Oat and Walnut Biscuits

in Seasoned At Sea by

52 weeks of baking – Oats & Nuts

Starting your day with a big pot of tea or a single cup in the afternoon was a ritual I hadn’t taken part in until I stayed with friends in England.

My husband and I went to the UK for a few weeks to visit some old boat friends. We took walks in the country side collecting wild garlic, went to the city to soak up some history, but always came home to have a hot cup of tea and chat about old times. Tea is a big part of British culture and as an American there is something very charming about it. We have our own coffee culture, but it is fast paced. Tea is something you sit down for and when you sit down for tea you are going to want a biscuit to go with it.

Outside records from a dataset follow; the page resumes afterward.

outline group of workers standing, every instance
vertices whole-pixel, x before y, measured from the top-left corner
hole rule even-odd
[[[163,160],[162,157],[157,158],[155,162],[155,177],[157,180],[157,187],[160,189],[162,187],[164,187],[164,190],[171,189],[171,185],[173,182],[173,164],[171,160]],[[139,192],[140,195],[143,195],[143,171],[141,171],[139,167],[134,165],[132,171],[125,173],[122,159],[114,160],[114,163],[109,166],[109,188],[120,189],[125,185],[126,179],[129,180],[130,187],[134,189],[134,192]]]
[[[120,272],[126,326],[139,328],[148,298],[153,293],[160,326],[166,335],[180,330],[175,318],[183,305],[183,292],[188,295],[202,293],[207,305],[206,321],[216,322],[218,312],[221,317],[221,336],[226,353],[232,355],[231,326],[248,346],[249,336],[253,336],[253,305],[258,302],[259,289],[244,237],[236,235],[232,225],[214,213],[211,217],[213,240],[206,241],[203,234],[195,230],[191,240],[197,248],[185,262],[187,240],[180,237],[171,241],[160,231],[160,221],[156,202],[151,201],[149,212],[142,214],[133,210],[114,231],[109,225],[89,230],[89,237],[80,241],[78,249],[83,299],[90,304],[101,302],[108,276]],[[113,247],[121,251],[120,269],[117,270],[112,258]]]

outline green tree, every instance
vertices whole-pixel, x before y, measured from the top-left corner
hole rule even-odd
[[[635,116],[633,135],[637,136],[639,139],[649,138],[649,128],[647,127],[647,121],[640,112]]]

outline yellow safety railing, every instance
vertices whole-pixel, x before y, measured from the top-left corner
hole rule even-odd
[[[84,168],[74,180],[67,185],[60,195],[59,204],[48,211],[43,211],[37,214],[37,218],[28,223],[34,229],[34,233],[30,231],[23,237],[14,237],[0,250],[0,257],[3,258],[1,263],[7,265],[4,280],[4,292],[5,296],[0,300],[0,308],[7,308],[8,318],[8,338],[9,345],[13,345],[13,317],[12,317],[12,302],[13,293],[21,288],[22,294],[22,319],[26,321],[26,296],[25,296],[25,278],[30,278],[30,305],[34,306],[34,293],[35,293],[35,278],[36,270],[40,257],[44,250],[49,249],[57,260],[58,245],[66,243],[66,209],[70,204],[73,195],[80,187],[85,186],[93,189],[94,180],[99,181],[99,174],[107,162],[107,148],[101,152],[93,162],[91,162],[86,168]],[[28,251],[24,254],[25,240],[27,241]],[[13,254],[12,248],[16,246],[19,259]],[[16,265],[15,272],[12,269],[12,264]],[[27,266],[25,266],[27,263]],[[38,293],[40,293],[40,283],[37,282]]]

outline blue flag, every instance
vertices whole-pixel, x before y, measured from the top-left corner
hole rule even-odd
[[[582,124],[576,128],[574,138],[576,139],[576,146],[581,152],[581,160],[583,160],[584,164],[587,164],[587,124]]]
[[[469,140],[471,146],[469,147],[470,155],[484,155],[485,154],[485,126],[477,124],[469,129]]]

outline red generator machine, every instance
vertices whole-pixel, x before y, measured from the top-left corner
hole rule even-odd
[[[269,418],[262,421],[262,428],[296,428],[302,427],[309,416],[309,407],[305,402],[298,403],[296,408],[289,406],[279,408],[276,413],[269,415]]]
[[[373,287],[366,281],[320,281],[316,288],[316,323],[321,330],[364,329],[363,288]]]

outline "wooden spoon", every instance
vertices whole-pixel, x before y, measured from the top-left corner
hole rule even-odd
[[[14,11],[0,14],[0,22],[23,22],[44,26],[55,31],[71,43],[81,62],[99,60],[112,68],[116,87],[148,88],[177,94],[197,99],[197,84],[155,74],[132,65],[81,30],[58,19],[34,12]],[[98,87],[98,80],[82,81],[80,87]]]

In the late afternoon tea can’t go unaccompanied, you need at least a basic tea biscuit or digestive to go with it. I really enjoy digestive biscuits, a standard British biscuit that screams out to be dunked in tea, just watch out you can’t dunk it to long or it’ll disintegrate. Of coarse you could have an American style cookie, but it’s not the same, a digestive is crisp, with a toasty oat flavor and not very sweet.

I’m always looking for a variation of that basic biscuit because I like a change. These biscuits have lots of texture and layers of toasty flavor, they also lack sweetness so they might seem plain, but are the perfect accompaniment to a cup of well sugared tea. Plus they are very sturdy so they can stand up to being dunked for a moment.

 




Oat and Walnut Biscuits


Ingredients

  • 1 c walnuts
  • 1 c rolled oats
  • 3/4 c oat flour
  • 1/2 c flax meal
  • 1/2 c whole wheat flour
  • 1/3 c brown sugar
  • 1 tsp. salt
  • 1/2 tsp. baking powder
  • 1/2 tsp. cinnamon
  • 1/2 c milk
  • 1/4 c butter, melted

Directions

  1. Preheat the oven to 350F and toast the walnuts and rolled oats until fragrant in a skillet.
  2. Roughly blitz walnuts and oats in food processor, you still want there to be some texture.
  3. Mix all of the dry ingredients together, then add the wet.
  4. The dough might appear dry, wait a moment and allow it to soak up the moisture. Roll out to 3/8 of an inch, cut into squares and place on a greased baking sheet.
  5. Bake at 350F for 20 minutes until the edges are golden.